Peter Corney points out the cramped and impoverished world that the modern materialist lives in. Peter writes, speaks, mentors and consults on leadership for various organisations
Materialism as a philosophy or world view is now the dominant framework of the Western mind, the lens through which most people view and understand reality. Materialism is the idea that the only reality is a material or physical one, there is nothing beyond the physical, no supernatural or spiritual, nothing that transcends the material: only particles, spaces and energy. At the biological level everything is explicable by the process of natural selection and the physical neurological activity of the brain.
One of the wonders of the times in which we live is that every day, it seems, we are discovering more and more of how all this material world works. We sit fascinated as the Professor Brian Coxes of this world explain it all to us via brilliant BBC documentaries and expand our minds and knowledge. We gasp amazed as some new and marvellous medical breakthrough is announced on the news.
But at another level our understanding is impoverished, limited and entirely enclosed in this immanent world of the material. It’s as if, with the threat of rain, the roof of the Tennis Centre has slowly closed to the heavens as the game proceeded and we didn’t notice.
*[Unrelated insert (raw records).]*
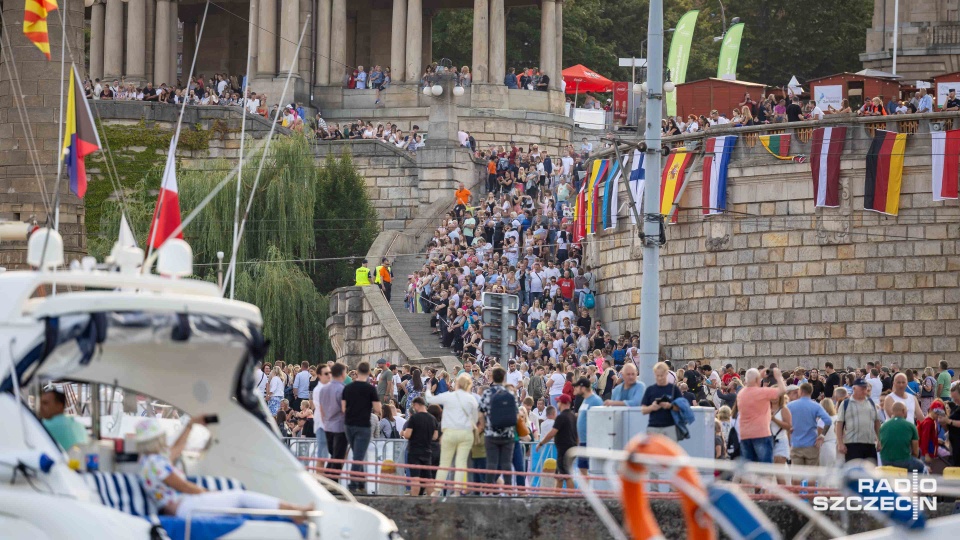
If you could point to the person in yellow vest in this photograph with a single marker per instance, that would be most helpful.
(363, 275)
(384, 278)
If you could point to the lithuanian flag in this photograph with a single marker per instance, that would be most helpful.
(35, 23)
(672, 180)
(881, 188)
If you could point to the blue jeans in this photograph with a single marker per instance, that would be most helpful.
(759, 450)
(358, 437)
(322, 452)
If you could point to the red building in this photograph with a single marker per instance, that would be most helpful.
(701, 97)
(830, 91)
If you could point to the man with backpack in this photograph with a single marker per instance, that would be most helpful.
(858, 425)
(498, 419)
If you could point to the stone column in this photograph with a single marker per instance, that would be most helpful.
(414, 49)
(113, 41)
(556, 78)
(289, 34)
(323, 42)
(481, 47)
(267, 41)
(338, 42)
(161, 51)
(136, 30)
(548, 37)
(96, 40)
(498, 42)
(398, 40)
(253, 37)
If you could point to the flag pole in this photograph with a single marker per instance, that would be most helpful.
(652, 222)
Now we are shut off from the transcendent and enclosed in this immanent mental framework. Indeed if you listen carefully, that is the view of reality that the charming and erudite Professor Cox assumes. Charles Taylor in his writing on secularism claims that this closure to the transcendent is what is at the heart of contemporary secularism.
To change the metaphor, it’s as if we are locked in a windowless room which is brilliantly lit by the scientific method that enables us to see and explain more and more of our physical world but is paradoxically a profoundly reductionist space. It reduces and limits all explanations and descriptions to the material and physical. It has no windows onto wider and bigger explanations of reality. It provides no answers to our deepest and most important questions, like what the meaning and purpose of our lives is, how to understand right and wrong, the nature of justice, beauty, love, shame, guilt, honour, duty, evil and good, why we desire social and personal accountability. The list of enduring human questions it fails to deal with goes on!
The present prosperity of consumer Western culture and the distractions created by our technological mastery temporarily shield us from these deeper questions but they cannot be repressed for ever. The present crisis in the mental health of our young people—one in four in Australia are suffering some serious mental health issue—is a warning sign. The list of global problems grows daily and our present politics seems unable to solve them. It may be that the other wisdom that modernity has put aside for too long may be sought again. Let’s hope and pray that it may be so!